A large cairn marks the spot where FT 795 goes up to the highway. In retrospect, because of the dicey little climb around the waterfall, this is probably the better option for most folks who want see the lower end of the canyon. Just as I was thinking how the little box I had just come through perhaps could be a site for restoring trout to the stream, the stream dimensions changed to 10 feet wide by one inch deep, the shading greenery retreated, and the cow patties appeared. I didn't have time to be disappointed too long, as the creek soon entered another narrow passage, and lo and behold there were fish in murky pools carved in the bedrock, not trout mind you, but shiners and small dace ( I think), but any kind of fish surviving  here seemed like a little miracle. New Mexico Game Fish maps and pamphlets  from the 1970's list this stream as having trout, but I think it's been a long time since anyone has seen one in there. I threw a few rocks in the deep pools,well, because you never know.

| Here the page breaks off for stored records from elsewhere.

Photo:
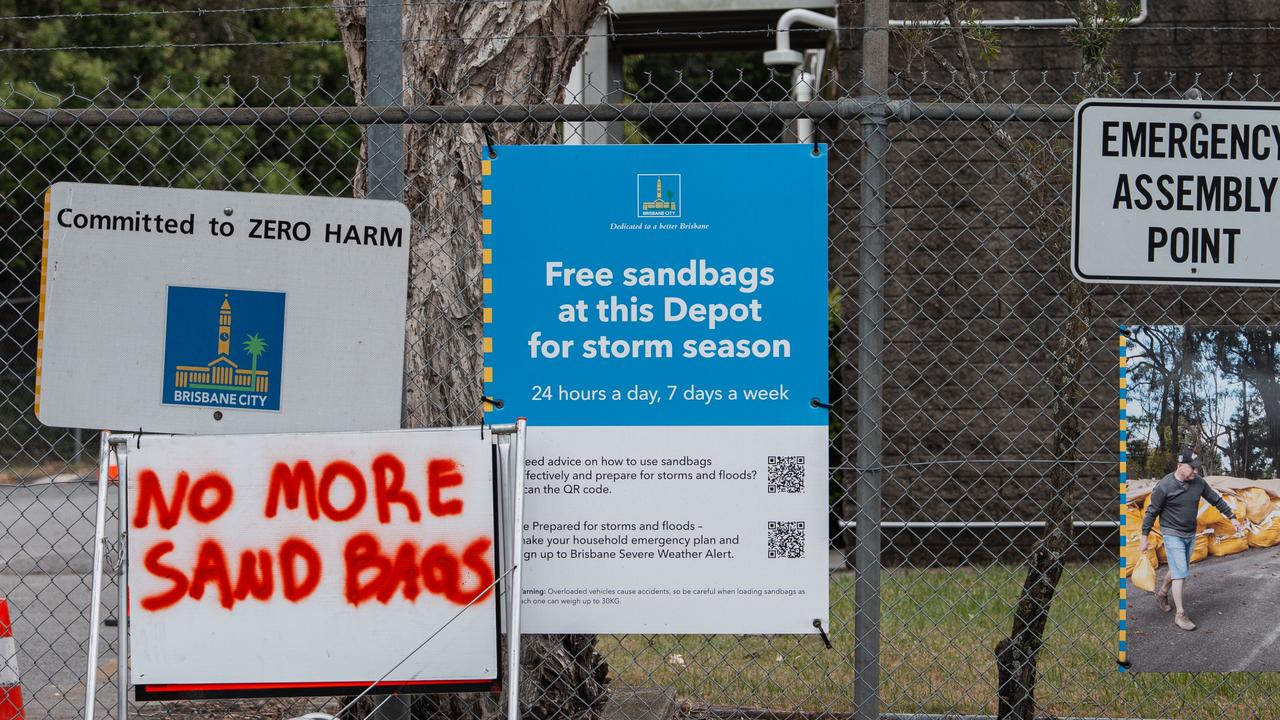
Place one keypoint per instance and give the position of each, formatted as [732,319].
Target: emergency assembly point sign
[201,311]
[1176,192]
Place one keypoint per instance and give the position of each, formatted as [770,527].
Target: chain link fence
[976,317]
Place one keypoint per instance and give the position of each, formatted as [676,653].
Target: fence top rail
[849,109]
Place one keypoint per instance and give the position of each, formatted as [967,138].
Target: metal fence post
[384,174]
[871,346]
[385,50]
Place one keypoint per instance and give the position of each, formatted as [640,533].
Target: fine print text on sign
[220,311]
[664,338]
[343,550]
[1176,192]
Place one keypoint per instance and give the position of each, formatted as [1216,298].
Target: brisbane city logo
[658,196]
[223,347]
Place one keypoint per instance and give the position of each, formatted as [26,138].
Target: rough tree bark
[474,53]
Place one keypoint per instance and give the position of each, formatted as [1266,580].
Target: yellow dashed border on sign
[487,281]
[1121,642]
[44,285]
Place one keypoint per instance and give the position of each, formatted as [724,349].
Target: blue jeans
[1179,552]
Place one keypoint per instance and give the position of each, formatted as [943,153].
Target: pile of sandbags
[1256,505]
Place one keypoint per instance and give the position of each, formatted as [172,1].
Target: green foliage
[1100,22]
[173,59]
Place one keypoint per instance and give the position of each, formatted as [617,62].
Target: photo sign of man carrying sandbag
[1174,501]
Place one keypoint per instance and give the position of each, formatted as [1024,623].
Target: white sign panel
[1176,192]
[311,564]
[202,311]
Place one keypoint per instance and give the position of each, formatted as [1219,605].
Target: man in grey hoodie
[1175,500]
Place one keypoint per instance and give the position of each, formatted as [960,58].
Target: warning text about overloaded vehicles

 Past this section of the creek the valley opened up more.The riparian trees and even the box elders grew scarce. Just alligator junipers now, baking in the heat. Willows, growing well back of the current channel, were trimmed into shrubs.  It was no surprise at all  when I saw my first cows of the day, and contemplated turning around right then, but I trudged on down to the confluence with Silver Creek, which was running.
I looked around for spring that's in the vicinity but couldn't find it.  I thought for several minutes about my original plan to head up Silver Creek and then up Bull Trap Canyon, and finally climb over the little mountain to hike back to  Lower Gallinas. But, just getting to this point had taken longer than I had expected, and I didn't relish trudging up over the ridge, first, because it was warm and humid, second, because I didn't want to be up there when the inevitable thunderstorm hit, and third, because I was plain old tired. So, the walk became and out and back. I met a man on the way out. So that was a total of 2 other human beings and a dog encountered,which by Black Range standards nearly constitutes a crowd. I  thought of  the book No Life for a Lady when she mistakenly thinks the bear tracks she's looking at are those of a barefoot human. I had seen plenty of those same kind of prints in the mud throughout the day and bear scat as well. I gave the hiker a heads up. He probably resented it. People would rather not be reminded they're in bear country.
 It had been a good day, but I was in store for a little more Gila magic. As I walked up the road, scoping out how to best climb that ridge for a future hike into Bull Trap Canyon, several of the creeks namesake "gallinas"(wild turkey hens) and about 20 chicks moved quietly through the tall grass directly in front of me. I moved slowly and they stayed calm going down along the creek.